The vertices of a hyperbola are crucial points that determine the shape and orientation of the curve. In a standard hyperbola equation like \( \frac{(y-k)^2}{a^2} - \frac{(x-h)^2}{b^2} = 1 \), the center is located at \((h, k)\). The term \(a^2\) corresponds to the distance from the center to each vertex along the transverse axis.
The vertices are found at \((h, k \pm a)\) or \((h \pm a, k)\) depending on whether the hyperbola opens vertically or horizontally.

• In this exercise, the center is at \((-2, 5)\) and \(a = \sqrt{11}\).
• This tells us the hyperbola opens vertically, so the vertices are \((-2, 5 \pm \sqrt{11})\).

Understanding the location of the vertices helps in sketching the hyperbola and understanding its direction of opening.

Foci (plural of focus) are integral for understanding the shape of a hyperbola. They are located further from the center than the vertices. The distance from the center to the foci is represented by \(c\), where \(c^2 = a^2 + b^2\).
These points are not on the actual hyperbola but lie along the same axis as the vertices. The role of the foci is in defining the geometry of the hyperbola as a locus of points where the difference in distances to each focus is constant.

• In this specific hyperbola, with \(a^2 = 11\) and \(b^2 = 44\), we calculate \(c^2 = 55\).
• Thus, \(c = \sqrt{55}\), and the foci are located at \((-2, 5 \pm \sqrt{55})\).

Locating the foci is important both for sketching and for understanding the hyperbola's geometric properties.

Asymptotes are lines that the hyperbola approaches but never actually meets.
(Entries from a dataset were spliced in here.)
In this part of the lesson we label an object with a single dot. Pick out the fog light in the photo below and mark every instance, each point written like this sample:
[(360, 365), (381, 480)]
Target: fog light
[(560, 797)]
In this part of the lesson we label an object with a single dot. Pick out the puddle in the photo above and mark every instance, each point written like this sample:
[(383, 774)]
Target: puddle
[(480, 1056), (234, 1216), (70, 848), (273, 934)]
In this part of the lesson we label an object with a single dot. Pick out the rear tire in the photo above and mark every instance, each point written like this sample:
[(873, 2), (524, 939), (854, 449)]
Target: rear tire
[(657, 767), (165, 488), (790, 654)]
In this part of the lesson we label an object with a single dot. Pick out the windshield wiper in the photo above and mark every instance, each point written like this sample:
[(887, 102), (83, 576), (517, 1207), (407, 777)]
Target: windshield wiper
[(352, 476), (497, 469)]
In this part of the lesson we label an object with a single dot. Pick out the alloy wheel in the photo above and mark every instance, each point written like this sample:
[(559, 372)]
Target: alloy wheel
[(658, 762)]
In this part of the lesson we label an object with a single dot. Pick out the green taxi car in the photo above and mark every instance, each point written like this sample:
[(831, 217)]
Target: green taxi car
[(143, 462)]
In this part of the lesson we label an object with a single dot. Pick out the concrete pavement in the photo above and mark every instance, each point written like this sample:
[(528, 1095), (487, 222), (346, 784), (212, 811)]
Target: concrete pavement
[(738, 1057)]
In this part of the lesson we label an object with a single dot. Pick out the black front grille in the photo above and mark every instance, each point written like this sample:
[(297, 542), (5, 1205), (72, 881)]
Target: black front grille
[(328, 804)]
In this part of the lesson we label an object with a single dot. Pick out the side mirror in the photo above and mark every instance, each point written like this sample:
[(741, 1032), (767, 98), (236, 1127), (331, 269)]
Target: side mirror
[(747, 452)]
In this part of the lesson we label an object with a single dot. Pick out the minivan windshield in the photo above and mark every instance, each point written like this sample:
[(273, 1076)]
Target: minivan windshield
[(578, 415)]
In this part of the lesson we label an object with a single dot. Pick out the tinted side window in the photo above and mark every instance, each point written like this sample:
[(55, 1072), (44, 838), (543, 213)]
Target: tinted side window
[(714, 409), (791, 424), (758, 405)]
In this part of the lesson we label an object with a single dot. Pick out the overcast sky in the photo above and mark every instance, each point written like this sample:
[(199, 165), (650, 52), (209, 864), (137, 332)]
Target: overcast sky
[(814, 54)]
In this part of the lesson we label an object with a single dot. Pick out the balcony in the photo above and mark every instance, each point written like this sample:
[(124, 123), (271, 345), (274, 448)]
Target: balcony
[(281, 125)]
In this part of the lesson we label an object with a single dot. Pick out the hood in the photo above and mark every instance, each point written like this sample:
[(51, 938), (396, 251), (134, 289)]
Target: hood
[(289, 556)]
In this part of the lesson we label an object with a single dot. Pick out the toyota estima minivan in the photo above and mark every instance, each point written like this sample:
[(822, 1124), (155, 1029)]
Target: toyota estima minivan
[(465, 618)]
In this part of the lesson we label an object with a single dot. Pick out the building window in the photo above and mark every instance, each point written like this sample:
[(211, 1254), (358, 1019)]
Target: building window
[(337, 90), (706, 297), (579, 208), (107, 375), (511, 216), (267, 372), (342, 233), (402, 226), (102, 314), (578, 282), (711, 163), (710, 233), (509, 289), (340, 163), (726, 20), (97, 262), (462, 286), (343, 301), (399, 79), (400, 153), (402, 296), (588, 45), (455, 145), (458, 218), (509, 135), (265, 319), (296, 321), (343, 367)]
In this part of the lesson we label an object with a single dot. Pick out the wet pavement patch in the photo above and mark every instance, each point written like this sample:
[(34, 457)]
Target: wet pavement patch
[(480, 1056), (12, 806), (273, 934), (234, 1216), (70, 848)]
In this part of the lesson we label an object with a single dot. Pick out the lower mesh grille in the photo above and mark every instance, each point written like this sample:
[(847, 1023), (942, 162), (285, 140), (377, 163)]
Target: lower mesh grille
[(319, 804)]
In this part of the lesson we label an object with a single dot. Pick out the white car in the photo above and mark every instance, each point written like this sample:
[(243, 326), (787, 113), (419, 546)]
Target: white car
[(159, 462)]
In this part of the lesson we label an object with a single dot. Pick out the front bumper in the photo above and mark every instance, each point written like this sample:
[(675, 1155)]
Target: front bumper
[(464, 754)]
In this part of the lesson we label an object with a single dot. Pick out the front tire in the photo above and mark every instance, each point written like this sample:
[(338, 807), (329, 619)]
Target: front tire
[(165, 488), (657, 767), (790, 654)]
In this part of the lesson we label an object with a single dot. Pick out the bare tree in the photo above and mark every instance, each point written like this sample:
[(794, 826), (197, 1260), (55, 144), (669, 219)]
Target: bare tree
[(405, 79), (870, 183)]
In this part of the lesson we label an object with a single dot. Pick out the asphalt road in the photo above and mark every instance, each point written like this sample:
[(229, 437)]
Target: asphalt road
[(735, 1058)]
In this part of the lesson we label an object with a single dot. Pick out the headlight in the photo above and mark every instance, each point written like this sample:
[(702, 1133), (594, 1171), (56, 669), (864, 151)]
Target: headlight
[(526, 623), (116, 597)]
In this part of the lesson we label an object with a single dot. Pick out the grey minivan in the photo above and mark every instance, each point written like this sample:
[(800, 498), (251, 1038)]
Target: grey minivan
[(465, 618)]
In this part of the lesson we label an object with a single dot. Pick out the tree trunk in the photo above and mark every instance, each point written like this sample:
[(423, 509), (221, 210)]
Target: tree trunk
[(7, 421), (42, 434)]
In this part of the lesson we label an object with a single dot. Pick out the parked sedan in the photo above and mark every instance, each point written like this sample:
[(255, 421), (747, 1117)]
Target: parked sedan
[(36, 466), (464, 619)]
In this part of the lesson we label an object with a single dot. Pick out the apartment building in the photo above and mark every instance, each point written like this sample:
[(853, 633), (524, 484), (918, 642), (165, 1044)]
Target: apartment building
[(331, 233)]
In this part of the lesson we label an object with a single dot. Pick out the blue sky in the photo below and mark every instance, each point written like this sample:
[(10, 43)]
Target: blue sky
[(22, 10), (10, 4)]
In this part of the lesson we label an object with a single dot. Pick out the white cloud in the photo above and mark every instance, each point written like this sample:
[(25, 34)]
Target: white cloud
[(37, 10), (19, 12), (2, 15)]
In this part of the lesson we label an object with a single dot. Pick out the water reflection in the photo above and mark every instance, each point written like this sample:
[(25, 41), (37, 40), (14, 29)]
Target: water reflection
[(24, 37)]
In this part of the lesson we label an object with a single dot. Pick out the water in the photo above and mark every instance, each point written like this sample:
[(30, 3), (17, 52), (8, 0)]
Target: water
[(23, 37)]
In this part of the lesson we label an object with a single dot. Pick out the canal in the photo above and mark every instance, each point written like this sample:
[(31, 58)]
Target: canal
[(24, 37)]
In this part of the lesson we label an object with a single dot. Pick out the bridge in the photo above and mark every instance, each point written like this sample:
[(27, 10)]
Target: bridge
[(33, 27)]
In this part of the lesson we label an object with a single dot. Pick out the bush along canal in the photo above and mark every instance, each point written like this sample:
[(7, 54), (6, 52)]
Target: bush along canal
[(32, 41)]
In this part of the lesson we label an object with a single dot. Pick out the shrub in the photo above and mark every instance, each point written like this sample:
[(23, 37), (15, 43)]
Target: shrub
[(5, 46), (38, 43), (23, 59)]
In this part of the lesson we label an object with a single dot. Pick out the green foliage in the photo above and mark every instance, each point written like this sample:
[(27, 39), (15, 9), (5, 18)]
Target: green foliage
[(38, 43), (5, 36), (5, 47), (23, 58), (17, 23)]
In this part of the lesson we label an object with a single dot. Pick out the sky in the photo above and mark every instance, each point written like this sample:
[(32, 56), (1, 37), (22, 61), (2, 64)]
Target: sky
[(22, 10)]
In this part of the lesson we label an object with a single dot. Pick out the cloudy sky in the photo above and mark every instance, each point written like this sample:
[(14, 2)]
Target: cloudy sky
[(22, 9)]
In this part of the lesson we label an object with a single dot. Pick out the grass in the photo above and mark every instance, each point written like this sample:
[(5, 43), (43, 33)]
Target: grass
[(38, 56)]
They are vital for understanding the behavior of the hyperbola at infinity.
For a hyperbola in the form \( \frac{(y-k)^2}{a^2} - \frac{(x-h)^2}{b^2} = 1 \), the equations of the asymptotes are derived as \( y = k \pm \frac{a}{b}(x-h) \). These lines provide guidelines for sketching the hyperbola's opening.
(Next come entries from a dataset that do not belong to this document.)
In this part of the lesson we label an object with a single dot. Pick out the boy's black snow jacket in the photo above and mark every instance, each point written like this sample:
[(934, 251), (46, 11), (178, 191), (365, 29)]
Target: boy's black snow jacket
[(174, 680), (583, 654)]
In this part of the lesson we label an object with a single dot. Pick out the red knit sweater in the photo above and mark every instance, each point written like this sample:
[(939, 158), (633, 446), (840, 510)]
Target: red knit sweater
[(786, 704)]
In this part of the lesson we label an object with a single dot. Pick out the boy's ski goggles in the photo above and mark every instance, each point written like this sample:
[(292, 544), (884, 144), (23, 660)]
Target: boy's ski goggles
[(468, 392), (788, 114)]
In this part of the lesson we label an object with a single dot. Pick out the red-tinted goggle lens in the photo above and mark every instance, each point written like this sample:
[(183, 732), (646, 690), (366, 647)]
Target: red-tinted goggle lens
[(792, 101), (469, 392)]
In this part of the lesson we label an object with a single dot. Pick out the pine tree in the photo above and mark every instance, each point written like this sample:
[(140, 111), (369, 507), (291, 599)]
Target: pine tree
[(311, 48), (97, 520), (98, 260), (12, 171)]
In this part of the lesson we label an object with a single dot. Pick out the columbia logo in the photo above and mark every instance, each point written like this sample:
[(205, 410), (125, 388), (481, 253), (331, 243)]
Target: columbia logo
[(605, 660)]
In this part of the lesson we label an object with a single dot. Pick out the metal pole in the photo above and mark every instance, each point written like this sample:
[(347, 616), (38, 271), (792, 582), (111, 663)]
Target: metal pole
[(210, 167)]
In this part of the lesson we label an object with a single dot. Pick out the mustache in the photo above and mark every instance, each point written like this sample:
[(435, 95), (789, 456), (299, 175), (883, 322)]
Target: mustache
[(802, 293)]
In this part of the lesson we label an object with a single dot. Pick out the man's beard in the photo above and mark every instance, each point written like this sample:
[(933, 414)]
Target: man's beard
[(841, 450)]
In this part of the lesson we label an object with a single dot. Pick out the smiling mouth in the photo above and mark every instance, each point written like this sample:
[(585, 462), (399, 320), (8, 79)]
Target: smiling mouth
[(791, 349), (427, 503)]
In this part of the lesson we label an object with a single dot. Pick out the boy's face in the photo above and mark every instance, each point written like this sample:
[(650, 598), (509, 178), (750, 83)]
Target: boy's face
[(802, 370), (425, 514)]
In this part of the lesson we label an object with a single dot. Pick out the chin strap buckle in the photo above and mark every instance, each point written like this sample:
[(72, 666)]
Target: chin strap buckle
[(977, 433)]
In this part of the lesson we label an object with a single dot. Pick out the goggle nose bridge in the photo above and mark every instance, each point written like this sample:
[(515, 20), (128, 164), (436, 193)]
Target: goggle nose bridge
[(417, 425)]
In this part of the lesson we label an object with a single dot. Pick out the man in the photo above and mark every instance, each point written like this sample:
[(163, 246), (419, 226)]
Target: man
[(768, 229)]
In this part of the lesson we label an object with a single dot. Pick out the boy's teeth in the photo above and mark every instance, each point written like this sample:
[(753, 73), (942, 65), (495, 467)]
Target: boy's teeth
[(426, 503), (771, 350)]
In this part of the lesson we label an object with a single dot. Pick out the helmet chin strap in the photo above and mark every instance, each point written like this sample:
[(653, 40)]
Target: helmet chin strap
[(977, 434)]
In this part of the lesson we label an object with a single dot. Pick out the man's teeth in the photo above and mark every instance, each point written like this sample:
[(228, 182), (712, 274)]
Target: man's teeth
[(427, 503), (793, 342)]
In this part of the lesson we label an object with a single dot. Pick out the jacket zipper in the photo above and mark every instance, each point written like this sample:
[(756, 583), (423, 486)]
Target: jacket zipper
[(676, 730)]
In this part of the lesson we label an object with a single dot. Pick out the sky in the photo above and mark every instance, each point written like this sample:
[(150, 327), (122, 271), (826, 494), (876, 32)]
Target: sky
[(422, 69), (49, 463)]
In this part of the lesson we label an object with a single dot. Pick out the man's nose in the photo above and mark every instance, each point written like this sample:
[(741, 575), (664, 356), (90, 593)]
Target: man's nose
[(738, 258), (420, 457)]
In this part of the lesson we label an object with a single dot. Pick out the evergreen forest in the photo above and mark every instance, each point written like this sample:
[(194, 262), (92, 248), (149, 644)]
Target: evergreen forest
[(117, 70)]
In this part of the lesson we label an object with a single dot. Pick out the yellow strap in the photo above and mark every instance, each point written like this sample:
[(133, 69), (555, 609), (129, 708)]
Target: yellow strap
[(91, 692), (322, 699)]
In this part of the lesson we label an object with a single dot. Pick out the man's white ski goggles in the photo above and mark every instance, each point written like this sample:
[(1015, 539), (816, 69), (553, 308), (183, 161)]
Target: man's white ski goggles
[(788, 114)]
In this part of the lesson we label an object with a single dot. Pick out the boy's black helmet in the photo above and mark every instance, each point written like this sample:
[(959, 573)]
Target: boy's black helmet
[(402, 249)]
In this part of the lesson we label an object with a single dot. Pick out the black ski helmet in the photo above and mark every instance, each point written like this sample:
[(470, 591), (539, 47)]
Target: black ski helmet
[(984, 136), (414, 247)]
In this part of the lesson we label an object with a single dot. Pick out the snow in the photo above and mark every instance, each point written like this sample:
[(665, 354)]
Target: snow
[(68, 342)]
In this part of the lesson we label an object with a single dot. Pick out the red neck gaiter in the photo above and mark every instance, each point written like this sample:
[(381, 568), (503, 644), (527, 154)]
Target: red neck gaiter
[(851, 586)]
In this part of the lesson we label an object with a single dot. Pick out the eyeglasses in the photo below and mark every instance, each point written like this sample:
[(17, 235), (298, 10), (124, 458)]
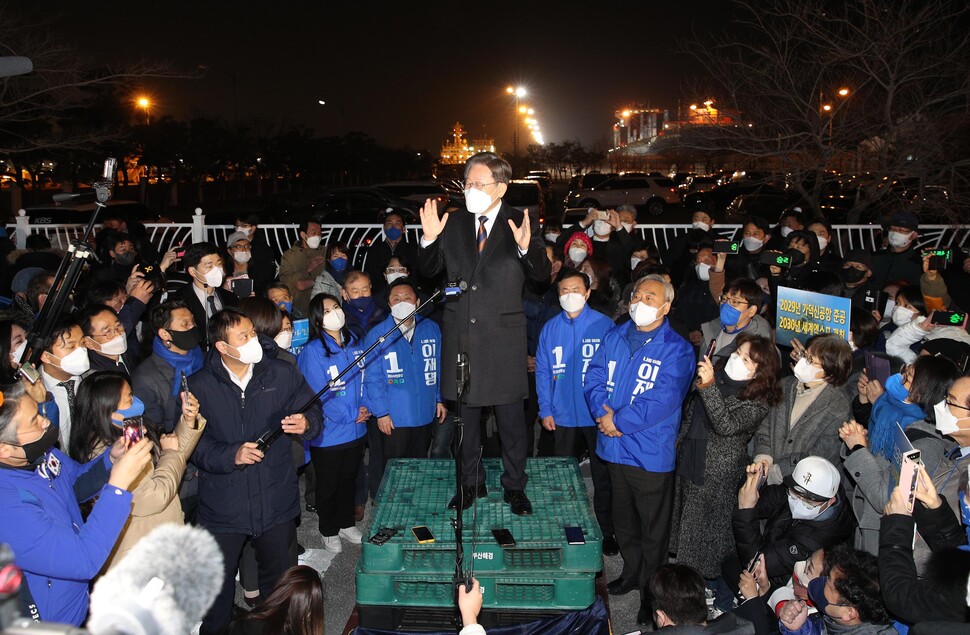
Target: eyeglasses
[(477, 184), (736, 303)]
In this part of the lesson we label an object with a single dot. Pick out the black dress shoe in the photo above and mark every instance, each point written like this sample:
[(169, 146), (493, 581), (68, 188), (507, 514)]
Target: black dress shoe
[(519, 502), (610, 548), (469, 493), (621, 586)]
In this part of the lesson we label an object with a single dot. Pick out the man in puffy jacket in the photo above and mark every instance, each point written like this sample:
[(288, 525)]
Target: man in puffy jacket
[(566, 346), (246, 493), (634, 387)]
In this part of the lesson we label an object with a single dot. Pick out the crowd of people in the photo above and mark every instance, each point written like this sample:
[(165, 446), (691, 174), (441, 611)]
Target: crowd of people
[(744, 482)]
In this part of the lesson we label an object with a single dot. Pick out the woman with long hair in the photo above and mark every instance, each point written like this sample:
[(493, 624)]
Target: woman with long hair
[(295, 607), (720, 417), (104, 405), (337, 453)]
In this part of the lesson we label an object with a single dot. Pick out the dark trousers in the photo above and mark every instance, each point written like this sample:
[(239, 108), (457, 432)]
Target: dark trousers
[(273, 557), (642, 506), (511, 428), (565, 444), (336, 476), (407, 443)]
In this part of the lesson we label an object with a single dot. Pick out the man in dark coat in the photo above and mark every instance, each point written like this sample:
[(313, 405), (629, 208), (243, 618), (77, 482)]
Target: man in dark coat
[(493, 249), (245, 493)]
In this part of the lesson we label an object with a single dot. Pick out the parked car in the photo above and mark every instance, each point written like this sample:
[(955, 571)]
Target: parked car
[(652, 193)]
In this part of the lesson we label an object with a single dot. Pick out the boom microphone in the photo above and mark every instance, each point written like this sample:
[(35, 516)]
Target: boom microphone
[(163, 587)]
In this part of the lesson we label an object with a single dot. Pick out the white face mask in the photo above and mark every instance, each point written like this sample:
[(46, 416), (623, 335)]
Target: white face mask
[(335, 320), (283, 339), (806, 373), (946, 423), (18, 353), (116, 346), (800, 510), (643, 314), (250, 352), (76, 362), (736, 369), (703, 271), (572, 302), (901, 315), (477, 201), (402, 309), (752, 243), (213, 277), (577, 254), (899, 240)]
• Here, the center \((-2, 5)\), gives the asymptotes \(y-5 = \pm \frac{\sqrt{11}}{\sqrt{44}}(x+2)\).
• Simplifying this, we have \( y = 5 \pm \frac{1}{2}(x+2) \).

These equations help visualize how the hyperbola approaches these lines as it extends outward.

Completing the square is a technique used to convert quadratic expressions into a perfect square trinomial, facilitating the transition to the standard form of a conic section. For hyperbolas, this method helps arrange terms for easy identification of the equation's parameters.

• In this exercise, we complete the square for both \(x\) and \(y\) terms to rewrite the given hyperbola equation.
• For \(x\): \(-x^2 - 4x\) becomes \(-( (x+2)^2 - 4)\).
• For \(y\): \(4(y^2 - 10y)\) is rewritten by completing to \(4((y-5)^2 - 25)\).

This allows us to easily transition into the standard form, making subsequent steps like finding vertices and foci straightforward.

The standard form of a hyperbola provides a clear structure to identify its key components such as center, axis, vertices, and asymptotes.
The general standard form for a vertical-opening hyperbola is \( \frac{(y-k)^2}{a^2} - \frac{(x-h)^2}{b^2} = 1 \), where \((h, k)\) is the center. Depending on whether the \(x\) or \(y\) term comes first, the hyperbola will open horizontally or vertically, respectively.

• After completing the square in this exercise, the hyperbola's standard form is \( \frac{(y-5)^2}{11} - \frac{(x+2)^2}{44} = 1 \), indicating it opens along the y-axis.

This form enables us to extract vital information like the location of the center \((-2, 5)\), and identify opening direction, making sketching and analysis much easier.